If he was faking, he’d starved himself for this role. The eyes and cheeks had sunken in, and the counterpane draped a lean body.
But then again, Bink had never truly seen the Earl undisguised. Perhaps in his natural state he was a tall, broad-shouldered whippet.
“Leave us,” Shaldon said.
Bink twitched again and squashed the compulsion to obey.
That command hadn’t been addressed to him. And anyway, he’d been summoned to this midnight meeting and he bloody well wasn’t going to be dismissed before it even started.
The manservant headed for the door.
“Hold there, Kincaid,” Bink said.
The man kept going.
Bink jumped to his feet. “I said hold. You’re not leaving me alone with a sick man.”
“You’ll have things to discuss with—”
“Aye. And I imagine you know all about them already. Or, if you don’t, who’s to worry? He wouldn’t have you by his deathbed if he didn’t trust you.”
When Kincaid went to stand at the foot of the bed, Bink’s breath eased. He’d stood by dying men, friends and strangers too, but none so strange as this man who, if his mother’s deathbed confession to a child of eight could be believed, was his flesh and blood.
“I loved your mother,” Shaldon said without preamble, his voice firm.
Bink’s heart pounded, the words landing like a nine-pounder filled with case shot. He took a steadying breath and said, “Yet you couldn’t marry her.”
“No.”
The tone was matter-of-fact. Not pandering, not filled with pathos or regret, just brutally honest.
A man could take brutal honesty and deal with it—it was the lying that took the world down around you.
Bink knew snippets of Shaldon and Addy’s story, told after her death through the scratched and twisted lens of his mother’s husband, Zebediah Gibson.
The man he’d believed was his father, until Zebediah had thrashed Addy to a lingering death. Love had never been a theme of Gibson’s stories.

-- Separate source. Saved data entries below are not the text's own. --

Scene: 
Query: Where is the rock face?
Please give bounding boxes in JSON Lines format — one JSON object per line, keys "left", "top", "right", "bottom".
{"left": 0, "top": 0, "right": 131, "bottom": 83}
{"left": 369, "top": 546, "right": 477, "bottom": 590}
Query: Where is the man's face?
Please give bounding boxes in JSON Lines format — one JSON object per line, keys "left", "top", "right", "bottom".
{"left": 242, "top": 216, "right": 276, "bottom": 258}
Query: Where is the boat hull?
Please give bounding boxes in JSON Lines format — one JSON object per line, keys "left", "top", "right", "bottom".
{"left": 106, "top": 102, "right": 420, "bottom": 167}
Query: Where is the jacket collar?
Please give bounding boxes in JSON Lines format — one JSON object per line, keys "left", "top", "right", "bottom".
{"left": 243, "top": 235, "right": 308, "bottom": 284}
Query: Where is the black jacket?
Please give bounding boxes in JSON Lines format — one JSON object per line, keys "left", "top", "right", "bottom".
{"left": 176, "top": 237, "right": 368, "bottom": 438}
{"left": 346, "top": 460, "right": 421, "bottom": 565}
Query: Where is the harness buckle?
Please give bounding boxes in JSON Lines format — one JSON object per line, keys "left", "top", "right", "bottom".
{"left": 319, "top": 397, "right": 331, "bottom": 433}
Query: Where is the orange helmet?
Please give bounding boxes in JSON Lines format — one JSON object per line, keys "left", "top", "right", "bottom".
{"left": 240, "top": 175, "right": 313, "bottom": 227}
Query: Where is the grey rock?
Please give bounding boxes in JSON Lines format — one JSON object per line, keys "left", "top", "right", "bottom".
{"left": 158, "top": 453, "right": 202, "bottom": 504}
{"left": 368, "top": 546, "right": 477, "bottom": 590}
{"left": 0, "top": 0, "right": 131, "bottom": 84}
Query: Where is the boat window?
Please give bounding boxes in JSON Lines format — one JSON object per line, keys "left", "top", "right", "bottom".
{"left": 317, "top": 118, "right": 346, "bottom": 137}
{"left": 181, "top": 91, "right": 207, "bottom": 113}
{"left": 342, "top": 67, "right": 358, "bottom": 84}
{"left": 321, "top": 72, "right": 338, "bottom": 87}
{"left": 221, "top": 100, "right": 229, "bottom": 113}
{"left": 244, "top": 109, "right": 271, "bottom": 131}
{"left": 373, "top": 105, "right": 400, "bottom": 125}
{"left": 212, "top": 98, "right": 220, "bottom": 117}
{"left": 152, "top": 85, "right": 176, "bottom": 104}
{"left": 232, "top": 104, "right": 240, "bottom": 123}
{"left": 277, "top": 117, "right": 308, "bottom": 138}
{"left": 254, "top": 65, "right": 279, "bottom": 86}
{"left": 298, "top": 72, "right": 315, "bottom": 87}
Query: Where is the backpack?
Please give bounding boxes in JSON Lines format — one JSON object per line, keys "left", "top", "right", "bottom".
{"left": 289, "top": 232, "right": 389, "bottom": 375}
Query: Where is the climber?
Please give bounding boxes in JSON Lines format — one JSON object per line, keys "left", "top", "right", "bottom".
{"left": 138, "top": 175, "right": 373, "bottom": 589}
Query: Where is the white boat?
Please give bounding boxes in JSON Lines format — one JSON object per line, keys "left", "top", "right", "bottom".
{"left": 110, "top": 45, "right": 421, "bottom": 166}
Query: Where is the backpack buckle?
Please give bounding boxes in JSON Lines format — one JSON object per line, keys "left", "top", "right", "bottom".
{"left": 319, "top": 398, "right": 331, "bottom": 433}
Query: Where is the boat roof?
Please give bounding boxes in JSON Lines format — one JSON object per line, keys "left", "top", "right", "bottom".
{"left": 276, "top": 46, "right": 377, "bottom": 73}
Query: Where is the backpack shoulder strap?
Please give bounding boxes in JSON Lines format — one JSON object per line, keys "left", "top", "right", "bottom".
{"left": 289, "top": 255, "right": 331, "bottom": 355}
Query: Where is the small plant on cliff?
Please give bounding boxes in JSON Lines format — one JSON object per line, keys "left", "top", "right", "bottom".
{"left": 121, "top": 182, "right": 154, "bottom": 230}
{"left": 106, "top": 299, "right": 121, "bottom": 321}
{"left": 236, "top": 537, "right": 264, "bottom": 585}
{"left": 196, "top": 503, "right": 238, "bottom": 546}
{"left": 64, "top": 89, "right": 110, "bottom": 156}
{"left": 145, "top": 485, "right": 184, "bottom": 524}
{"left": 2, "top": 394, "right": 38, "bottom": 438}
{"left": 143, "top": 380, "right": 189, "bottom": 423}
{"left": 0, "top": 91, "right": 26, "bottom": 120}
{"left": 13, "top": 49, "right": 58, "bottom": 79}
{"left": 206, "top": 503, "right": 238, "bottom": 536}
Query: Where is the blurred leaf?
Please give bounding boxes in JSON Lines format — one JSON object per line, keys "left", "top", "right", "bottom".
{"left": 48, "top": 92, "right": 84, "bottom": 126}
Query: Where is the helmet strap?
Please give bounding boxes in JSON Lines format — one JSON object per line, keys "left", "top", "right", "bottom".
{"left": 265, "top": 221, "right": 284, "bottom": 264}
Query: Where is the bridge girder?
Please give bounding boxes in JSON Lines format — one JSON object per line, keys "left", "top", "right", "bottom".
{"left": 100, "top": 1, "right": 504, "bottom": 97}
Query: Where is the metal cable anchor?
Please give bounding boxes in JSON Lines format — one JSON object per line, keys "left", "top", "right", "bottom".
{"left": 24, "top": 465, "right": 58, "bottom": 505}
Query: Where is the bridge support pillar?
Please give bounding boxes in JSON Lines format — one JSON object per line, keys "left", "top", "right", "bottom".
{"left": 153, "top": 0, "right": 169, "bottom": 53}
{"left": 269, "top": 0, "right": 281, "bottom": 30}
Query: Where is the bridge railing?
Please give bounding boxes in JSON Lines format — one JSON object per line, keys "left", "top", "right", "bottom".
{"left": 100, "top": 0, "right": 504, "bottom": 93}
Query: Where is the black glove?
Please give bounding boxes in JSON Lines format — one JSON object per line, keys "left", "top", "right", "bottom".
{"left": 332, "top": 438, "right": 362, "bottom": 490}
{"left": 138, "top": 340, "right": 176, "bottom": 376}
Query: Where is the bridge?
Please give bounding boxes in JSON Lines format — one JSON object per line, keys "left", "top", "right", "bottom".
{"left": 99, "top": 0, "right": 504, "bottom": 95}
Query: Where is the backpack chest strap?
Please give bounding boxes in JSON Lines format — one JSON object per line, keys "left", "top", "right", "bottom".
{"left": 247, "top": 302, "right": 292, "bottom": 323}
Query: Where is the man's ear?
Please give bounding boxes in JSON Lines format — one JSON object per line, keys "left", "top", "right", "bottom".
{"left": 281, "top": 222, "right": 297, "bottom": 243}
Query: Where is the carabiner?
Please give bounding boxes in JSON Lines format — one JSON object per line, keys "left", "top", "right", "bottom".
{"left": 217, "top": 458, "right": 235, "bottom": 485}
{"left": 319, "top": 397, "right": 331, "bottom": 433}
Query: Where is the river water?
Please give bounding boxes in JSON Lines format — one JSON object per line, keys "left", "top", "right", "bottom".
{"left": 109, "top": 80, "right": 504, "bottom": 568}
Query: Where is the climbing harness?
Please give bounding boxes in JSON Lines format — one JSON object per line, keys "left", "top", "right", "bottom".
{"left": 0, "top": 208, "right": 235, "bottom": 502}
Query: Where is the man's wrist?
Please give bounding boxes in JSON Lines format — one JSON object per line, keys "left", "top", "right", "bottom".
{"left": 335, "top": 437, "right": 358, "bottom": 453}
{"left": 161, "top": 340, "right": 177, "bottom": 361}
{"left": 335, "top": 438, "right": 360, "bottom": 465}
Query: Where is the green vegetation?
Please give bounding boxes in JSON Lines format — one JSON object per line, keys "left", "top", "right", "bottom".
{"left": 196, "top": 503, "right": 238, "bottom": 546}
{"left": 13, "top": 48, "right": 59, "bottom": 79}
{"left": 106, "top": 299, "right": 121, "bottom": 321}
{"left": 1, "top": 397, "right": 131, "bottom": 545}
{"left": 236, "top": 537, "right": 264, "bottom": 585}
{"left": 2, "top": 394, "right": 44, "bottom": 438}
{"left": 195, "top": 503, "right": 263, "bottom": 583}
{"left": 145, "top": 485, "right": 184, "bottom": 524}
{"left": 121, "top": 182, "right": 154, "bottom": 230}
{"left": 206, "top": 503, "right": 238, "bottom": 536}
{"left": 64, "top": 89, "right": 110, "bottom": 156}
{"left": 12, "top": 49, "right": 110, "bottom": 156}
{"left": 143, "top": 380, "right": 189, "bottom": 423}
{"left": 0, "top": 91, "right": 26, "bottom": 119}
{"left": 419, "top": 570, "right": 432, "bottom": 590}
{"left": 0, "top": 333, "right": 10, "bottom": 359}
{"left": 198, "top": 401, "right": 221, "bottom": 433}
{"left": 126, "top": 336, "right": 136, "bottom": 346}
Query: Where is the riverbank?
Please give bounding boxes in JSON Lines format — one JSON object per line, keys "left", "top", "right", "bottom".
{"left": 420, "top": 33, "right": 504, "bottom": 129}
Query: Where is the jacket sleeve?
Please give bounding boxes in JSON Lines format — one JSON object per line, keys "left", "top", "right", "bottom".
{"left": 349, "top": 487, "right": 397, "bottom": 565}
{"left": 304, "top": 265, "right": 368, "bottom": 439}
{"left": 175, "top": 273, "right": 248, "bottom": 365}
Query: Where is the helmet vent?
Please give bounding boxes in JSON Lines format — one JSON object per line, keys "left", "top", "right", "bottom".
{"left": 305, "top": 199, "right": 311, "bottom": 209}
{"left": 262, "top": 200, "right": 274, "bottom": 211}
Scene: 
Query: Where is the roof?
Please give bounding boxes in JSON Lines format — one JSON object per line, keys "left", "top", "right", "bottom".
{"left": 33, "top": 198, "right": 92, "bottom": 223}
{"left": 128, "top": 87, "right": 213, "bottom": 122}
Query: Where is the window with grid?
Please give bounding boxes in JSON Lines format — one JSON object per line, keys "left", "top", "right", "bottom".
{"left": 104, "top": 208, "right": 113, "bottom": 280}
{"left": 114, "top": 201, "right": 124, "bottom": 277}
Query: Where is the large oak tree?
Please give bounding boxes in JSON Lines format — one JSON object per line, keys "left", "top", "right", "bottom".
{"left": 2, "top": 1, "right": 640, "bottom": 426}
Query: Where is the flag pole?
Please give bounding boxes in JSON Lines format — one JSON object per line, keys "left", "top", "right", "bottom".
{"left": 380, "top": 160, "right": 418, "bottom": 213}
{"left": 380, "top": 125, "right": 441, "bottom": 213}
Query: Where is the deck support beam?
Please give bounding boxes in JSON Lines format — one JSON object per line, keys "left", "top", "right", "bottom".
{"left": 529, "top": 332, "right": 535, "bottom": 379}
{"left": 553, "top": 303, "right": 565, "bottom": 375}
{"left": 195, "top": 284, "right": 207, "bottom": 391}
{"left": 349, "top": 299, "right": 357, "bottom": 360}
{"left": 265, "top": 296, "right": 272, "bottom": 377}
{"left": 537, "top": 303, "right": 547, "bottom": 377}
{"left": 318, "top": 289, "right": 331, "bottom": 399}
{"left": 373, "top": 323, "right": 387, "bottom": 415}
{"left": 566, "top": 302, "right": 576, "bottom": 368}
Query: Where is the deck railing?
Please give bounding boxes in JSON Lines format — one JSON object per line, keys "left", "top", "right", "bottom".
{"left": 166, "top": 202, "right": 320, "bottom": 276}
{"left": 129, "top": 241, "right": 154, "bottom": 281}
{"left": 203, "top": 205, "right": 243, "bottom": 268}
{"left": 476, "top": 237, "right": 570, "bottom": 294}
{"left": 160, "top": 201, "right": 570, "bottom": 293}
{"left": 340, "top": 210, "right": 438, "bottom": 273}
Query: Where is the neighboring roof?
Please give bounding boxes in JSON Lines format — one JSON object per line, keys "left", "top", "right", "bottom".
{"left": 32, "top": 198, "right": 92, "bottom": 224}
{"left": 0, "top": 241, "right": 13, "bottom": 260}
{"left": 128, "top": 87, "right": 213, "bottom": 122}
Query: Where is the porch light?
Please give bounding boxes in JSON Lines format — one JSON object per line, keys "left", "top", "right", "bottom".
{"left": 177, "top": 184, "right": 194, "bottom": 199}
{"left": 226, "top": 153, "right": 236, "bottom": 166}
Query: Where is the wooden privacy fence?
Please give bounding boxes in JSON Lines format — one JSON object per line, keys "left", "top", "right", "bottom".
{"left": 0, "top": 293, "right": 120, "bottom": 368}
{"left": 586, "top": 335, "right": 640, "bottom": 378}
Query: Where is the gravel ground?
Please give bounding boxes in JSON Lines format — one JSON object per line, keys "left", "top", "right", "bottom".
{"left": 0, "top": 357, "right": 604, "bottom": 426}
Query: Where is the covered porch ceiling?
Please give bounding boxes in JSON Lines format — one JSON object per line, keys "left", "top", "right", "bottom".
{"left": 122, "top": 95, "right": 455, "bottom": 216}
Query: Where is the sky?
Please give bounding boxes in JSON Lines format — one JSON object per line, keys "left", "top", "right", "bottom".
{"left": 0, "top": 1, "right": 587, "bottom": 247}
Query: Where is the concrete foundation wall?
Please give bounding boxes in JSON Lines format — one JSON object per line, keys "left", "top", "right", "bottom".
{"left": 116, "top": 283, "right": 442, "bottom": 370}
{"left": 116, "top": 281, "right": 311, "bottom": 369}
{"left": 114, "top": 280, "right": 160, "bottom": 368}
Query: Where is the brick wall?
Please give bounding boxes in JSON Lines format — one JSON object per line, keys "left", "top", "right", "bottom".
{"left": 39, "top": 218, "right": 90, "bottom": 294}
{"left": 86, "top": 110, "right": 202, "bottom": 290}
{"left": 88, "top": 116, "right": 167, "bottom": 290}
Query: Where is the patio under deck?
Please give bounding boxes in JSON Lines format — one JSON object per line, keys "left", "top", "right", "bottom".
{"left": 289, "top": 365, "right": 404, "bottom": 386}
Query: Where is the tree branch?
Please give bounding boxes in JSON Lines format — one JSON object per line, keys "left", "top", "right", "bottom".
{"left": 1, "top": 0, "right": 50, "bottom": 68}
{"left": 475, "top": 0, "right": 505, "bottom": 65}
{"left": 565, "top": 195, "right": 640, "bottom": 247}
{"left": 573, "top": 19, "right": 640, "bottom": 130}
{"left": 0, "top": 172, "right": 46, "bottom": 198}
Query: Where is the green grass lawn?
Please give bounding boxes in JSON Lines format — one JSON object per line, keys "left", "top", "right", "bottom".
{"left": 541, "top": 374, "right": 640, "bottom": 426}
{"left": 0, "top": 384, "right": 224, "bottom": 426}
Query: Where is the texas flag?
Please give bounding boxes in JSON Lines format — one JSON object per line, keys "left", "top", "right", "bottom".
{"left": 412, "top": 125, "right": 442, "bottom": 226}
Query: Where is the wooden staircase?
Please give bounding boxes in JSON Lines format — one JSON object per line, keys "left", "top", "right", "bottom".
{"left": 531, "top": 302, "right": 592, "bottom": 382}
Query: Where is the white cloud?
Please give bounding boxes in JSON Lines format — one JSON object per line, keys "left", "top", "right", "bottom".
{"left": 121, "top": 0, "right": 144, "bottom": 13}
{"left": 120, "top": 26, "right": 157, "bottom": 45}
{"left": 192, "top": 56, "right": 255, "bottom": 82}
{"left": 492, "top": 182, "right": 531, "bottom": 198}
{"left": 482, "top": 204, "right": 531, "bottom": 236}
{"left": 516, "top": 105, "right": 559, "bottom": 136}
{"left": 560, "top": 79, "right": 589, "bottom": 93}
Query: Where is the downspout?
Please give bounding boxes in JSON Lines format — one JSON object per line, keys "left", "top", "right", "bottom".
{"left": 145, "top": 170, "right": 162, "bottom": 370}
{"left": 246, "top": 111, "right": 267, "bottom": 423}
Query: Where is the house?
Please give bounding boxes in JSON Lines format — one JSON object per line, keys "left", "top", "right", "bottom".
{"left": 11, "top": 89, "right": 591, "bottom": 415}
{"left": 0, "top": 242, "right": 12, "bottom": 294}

“I’m sorry I wasn’t there to save her.”
Shaldon’s words were firm and filled with an anger that rang true and echoed his own.
He beat back the memories. Zebediah, the little weasel, had spoken out against the violence of war, but when his mercantile travels brought him home, he’d never spared the rod on any man, woman or child under his fist. To Bink’s everlasting shame, he hadn’t been able to save his mother. He’d barely been able to save himself.
At least, not until he’d started growing a man’s height and muscle, and Zebediah released him to Lady Shaldon’s custody.
“Paulette needs help.”
Shaldon’s words tore him out of the past, rattling him again.
This was but more managing. At her husband’s behest, Lady Shaldon had removed Bink from an evangelical tyrant and put him in the care of a headmaster with an even bigger stick, trying to make a gentleman of him. He’d run away from that mess, and he’d see himself out of this one.
“Heardwyn had something. Held by the trust. Don’t know,” he rasped out. “Evidence. Money. Don’t know. You can save her,” Shaldon said.